Oh yeah? Well the guys in the Mac vs. PC commercials aren't actually computers, they're just people who CLAIM that they're computers! Totally misleading.

LOL. I like Macs, but I like the PC guy better for some reason.
post #35 of 188
Hmm...must be a slow news day.
This is regurgitating the same stuff that's already been talked about ad naseum
the past week and a half.
post #36 of 188
Quote:
Originally Posted by AppleInsider View Post

Bloggers forensically studied the advertisement in slow motion, pointing out that the shots of Lauren entering and leaving the store appear to have been shot all at once; the surrounding people walking past in both shots appear in the same place. This must mean, they conclude, that Lauren never entered the store looking for the $1000 17" notebook, and that the ad simply included a scene at "the Mac store" to offer Apple some additional free advertising.

Everyone who appears recognizable in an ad has to sign a photo/likeness release or you can't use them in your ads. Odds are everyone not-Lauren in those shots is a paid extra and they wandered around for the 2 or 3 takes they shot before the Apple Store staff chased them off.

This isn't so much Microsoft sleight-of-hand as it is the simple reality of video production.
post #37 of 188
Quote:
Originally Posted by lightstriker View Post

Who here has done cartwheels upon receiving a new Mac?

I have.
post #38 of 188
Quote:
Originally Posted by AppleInsider View Post

Apple only sells one 17" notebook with a high quality, full resolution screen. No PC maker ships anything comparable to the MacBook Pro for under $1000. As the ad points out however, there are plenty of low quality, low resolution 17" screens available from PC makers trying to dangle low prices in front of consumers in the overcrowded, low differentiation market for low end, generic PCs that ship with Windows Vista.

The ad doesn't try to say it's an equivalent computer. It's marketed as a professional computer too, with features that consumers might never use. I see no problem with other companies marketing consumer computers with the same screen size, I think it's pretty silly to associate the 15" and 17" screen sizes as a professional feature when anyone can benefit from a larger screen.

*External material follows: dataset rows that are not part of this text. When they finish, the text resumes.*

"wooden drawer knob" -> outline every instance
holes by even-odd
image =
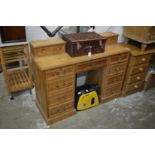
[[[138,88],[138,85],[134,85],[134,88]]]
[[[146,61],[146,59],[145,59],[145,58],[142,58],[141,60],[142,60],[143,62],[144,62],[144,61]]]
[[[143,68],[141,67],[141,68],[139,68],[139,71],[143,71]]]

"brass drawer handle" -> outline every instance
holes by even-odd
[[[137,80],[140,80],[141,78],[140,78],[140,76],[137,76],[136,79],[137,79]]]
[[[138,88],[138,85],[134,85],[134,88]]]
[[[141,67],[141,68],[139,68],[139,71],[143,71],[143,68]]]
[[[143,62],[145,62],[145,61],[146,61],[146,59],[145,59],[145,58],[142,58],[141,60],[142,60]]]

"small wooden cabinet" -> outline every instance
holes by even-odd
[[[145,51],[149,44],[155,43],[155,26],[125,26],[126,43],[135,40],[141,43],[141,50]]]
[[[123,95],[128,95],[143,89],[149,61],[155,53],[155,49],[143,52],[133,45],[123,44],[123,46],[130,48],[131,52],[123,88]]]
[[[32,88],[32,73],[29,47],[27,43],[1,47],[0,51],[3,75],[8,94]],[[17,63],[17,66],[10,64]],[[11,66],[11,67],[10,67]]]
[[[2,43],[26,41],[25,26],[0,26]]]

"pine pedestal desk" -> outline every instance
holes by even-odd
[[[87,82],[100,86],[100,103],[122,95],[129,49],[114,44],[106,46],[104,53],[73,58],[64,47],[61,39],[31,43],[36,103],[47,124],[76,113],[74,95],[79,73],[87,72]]]

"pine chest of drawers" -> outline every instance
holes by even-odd
[[[131,56],[125,77],[123,95],[128,95],[143,89],[146,74],[148,72],[149,61],[155,50],[141,51],[133,45],[125,45],[130,48]]]

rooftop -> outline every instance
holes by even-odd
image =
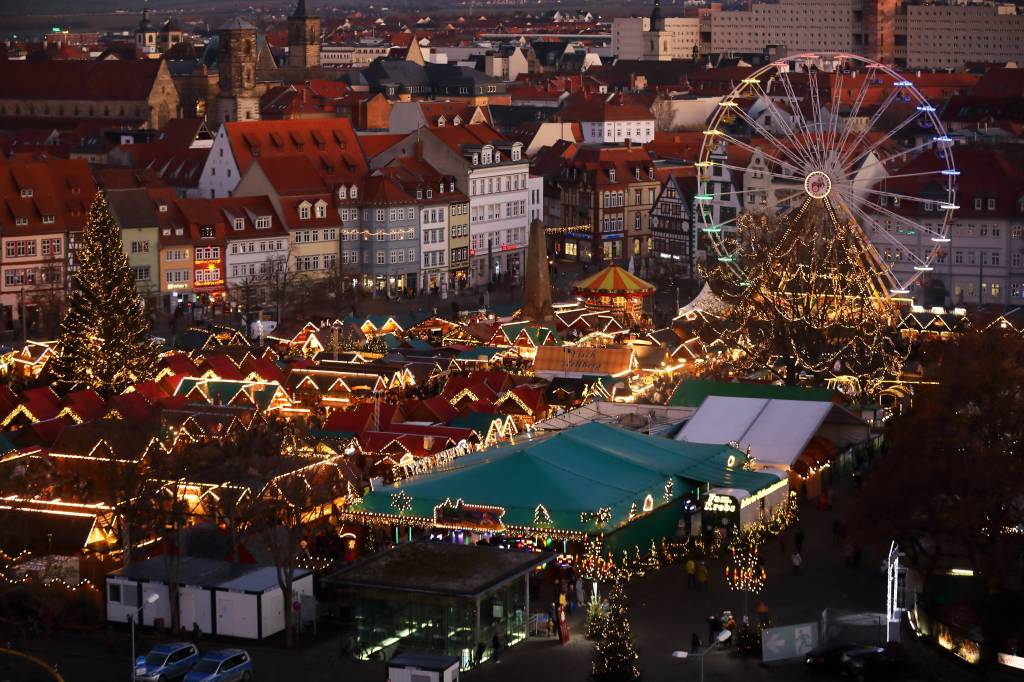
[[[480,545],[406,543],[357,561],[328,581],[346,587],[476,597],[551,558],[547,552]]]

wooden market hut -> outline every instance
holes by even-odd
[[[644,282],[617,265],[577,282],[572,293],[592,310],[610,312],[626,323],[643,317],[643,302],[654,294],[654,285]]]

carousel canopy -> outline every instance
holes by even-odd
[[[572,287],[583,295],[647,296],[654,293],[654,285],[630,274],[617,265],[609,265],[600,272],[581,280]]]

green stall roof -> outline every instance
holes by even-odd
[[[669,404],[677,408],[699,408],[700,403],[709,395],[831,402],[834,393],[828,388],[804,388],[802,386],[744,384],[730,381],[688,379],[679,384],[672,397],[669,398]]]
[[[591,422],[467,455],[445,470],[374,491],[352,511],[396,514],[392,496],[400,491],[410,502],[408,516],[433,518],[434,507],[445,500],[463,500],[503,508],[506,526],[536,527],[535,510],[544,505],[554,528],[595,531],[581,514],[607,508],[611,519],[601,529],[611,532],[630,522],[631,508],[640,511],[648,495],[657,509],[705,483],[753,494],[777,482],[771,474],[743,469],[746,461],[729,445],[668,440]]]

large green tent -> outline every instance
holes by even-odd
[[[729,445],[668,440],[591,422],[500,445],[374,491],[352,520],[577,538],[629,548],[675,536],[681,500],[710,487],[751,495],[772,474]]]

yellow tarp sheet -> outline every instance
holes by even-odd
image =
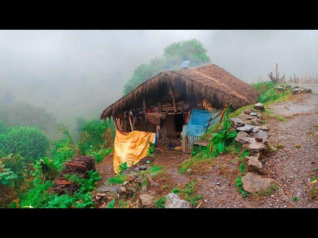
[[[156,133],[134,130],[129,133],[121,132],[116,130],[114,145],[114,171],[118,174],[118,166],[127,162],[130,167],[136,164],[147,156],[149,147],[148,140],[155,143]]]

Also, crunching the numbers, the 17" model in question has a 100ppi screen. I recall a time a few years ago when Apple officially resisted going beyond 100ppi citing usability studies showing that 100ppi is about right for most typical people to comfortably use, because higher pixel densities mean that UI elements and screen text gets pretty tiny. Apple (and Apple fans) were basically saying that companies going beyond 100ppi were doing their users a disservice. Now, I guess the roles have reversed, though really, I don't think 125 and 133ppi screens are doing older users any favors.
post #39 of 188
Quote:
Originally Posted by italiankid View Post

you are an idiot. what if she bought it in Erie PA?

It was in Los Angeles, genius.
post #40 of 188
Quote:
Originally Posted by shodson View Post

Some states don't have sales tax.

And California is one of those states? No.